The first weekend of 2026 observed a significant surge in cryptocurrency values, perfectly aligning with forecasts. The rally, initiated by AVAX on Thursday, extended to other altcoins by Friday. Bitcoin (BTC) breeching the $90,000 mark increased investor risk appetite, although it may still be too soon to celebrate fully. Nevertheless, Bitcoin escaping its narrow trading range has sparked excitement among investors.
Bitcoin (BTC)
Amidst global tensions fueled by U.S. operations in Venezuela, where they removed the president claiming temporary governance, President Trump’s aggressive start to 2026 might cause similar unrest in neighboring countries like Colombia, heightening global apprehensions. The pandemic has significantly hardened public skepticism.

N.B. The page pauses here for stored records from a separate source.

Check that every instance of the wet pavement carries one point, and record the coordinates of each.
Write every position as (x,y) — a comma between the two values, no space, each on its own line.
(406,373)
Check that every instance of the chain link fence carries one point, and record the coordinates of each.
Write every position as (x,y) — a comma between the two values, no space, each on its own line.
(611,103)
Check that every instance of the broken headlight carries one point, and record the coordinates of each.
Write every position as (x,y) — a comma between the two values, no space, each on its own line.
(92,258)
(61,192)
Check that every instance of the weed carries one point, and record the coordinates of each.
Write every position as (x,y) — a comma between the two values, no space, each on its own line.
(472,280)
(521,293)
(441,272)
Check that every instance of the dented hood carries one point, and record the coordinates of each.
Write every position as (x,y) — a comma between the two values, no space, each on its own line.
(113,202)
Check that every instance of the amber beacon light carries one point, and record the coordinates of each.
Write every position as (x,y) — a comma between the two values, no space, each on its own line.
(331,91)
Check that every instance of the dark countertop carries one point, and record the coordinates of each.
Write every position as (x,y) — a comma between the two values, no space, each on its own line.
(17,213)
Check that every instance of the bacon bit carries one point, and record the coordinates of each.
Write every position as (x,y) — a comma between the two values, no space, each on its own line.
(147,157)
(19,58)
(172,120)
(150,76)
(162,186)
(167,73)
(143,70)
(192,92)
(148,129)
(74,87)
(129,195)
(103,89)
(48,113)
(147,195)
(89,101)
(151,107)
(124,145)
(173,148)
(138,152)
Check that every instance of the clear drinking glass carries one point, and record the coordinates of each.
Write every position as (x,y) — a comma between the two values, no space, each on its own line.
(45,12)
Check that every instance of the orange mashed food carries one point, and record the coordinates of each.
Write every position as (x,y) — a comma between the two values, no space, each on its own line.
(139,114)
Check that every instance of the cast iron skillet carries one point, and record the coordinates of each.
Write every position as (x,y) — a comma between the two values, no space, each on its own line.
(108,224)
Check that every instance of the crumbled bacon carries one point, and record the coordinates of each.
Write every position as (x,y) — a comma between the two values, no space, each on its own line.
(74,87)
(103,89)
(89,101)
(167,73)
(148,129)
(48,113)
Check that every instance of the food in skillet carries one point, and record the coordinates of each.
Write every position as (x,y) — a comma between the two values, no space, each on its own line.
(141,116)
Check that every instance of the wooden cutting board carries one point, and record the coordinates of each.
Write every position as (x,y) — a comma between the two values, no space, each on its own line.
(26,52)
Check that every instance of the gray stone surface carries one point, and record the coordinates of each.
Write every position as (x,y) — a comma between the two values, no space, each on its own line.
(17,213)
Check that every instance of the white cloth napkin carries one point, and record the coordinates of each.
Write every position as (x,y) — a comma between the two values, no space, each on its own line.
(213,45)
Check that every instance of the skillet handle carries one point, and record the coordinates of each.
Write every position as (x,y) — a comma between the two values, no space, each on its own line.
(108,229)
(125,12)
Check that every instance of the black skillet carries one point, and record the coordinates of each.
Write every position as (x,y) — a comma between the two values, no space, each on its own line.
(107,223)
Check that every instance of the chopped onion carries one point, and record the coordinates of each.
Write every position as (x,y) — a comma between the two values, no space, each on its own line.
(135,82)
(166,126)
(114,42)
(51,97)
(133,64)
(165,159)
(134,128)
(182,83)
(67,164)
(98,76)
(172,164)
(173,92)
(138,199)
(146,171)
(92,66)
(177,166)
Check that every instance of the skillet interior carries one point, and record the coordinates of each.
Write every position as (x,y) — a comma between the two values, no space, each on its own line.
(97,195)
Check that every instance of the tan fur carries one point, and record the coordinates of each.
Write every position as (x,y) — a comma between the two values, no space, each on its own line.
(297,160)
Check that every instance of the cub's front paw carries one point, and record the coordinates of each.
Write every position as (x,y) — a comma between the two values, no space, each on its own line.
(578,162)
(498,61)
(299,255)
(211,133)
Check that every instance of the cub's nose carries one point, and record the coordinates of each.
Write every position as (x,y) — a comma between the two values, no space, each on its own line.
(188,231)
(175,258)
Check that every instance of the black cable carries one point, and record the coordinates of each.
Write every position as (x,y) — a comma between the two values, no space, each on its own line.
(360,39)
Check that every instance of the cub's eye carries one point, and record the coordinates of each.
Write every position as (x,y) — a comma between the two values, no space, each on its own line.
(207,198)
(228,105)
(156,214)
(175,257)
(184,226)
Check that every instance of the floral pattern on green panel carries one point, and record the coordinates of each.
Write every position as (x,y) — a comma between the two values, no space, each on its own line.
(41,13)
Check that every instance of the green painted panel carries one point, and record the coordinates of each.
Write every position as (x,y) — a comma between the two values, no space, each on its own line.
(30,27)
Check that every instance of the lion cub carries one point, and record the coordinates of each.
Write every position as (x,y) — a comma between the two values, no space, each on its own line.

Bitcoin is attracting buyers at $91,500 amid escalating geopolitical risks. With key support reclaimed, BTC is poised for a robust push to $98,000. Currently, $88,000 and $94,000 are crucial support and resistance levels, respectively. Surpassing the $94,000 resistance today or shortly could signal a move to the $98,000-$110,000 range.

January 2nd saw substantial ETF inflows into BTC, amounting to nearly half a billion dollars. This massive influx following prolonged sell-offs indicates a healing sentiment in the market, contributing to the weekend’s continued positive trends.
Cryptocurrency Market Overview
TOTALCAP has reclaimed the $3 trillion benchmark, advancing to 3.12. Notably, MYX Finance (MYX) was the day’s standout performer, soaring by 60%. Several top 100 cryptocurrencies posted gains, reflecting investor confidence resurgence, as evidenced by movements in meme coins like FLOKI, PEPE, DOGE, and BONK.
Having plunged over 80%, altcoins entered 2026 at oversold lows, anticipating some level of rebound, even if short-term. XRP Coin hovers near its $2.08 target, while SOL Coin endeavors to regain $135. Meanwhile, PIPPIN’s 25% rise marks it as the second-best gainer among the top 100 altcoins. In contrast, coins like IP, LIT, FIL, DASH, QNT, and UNI remain in the red.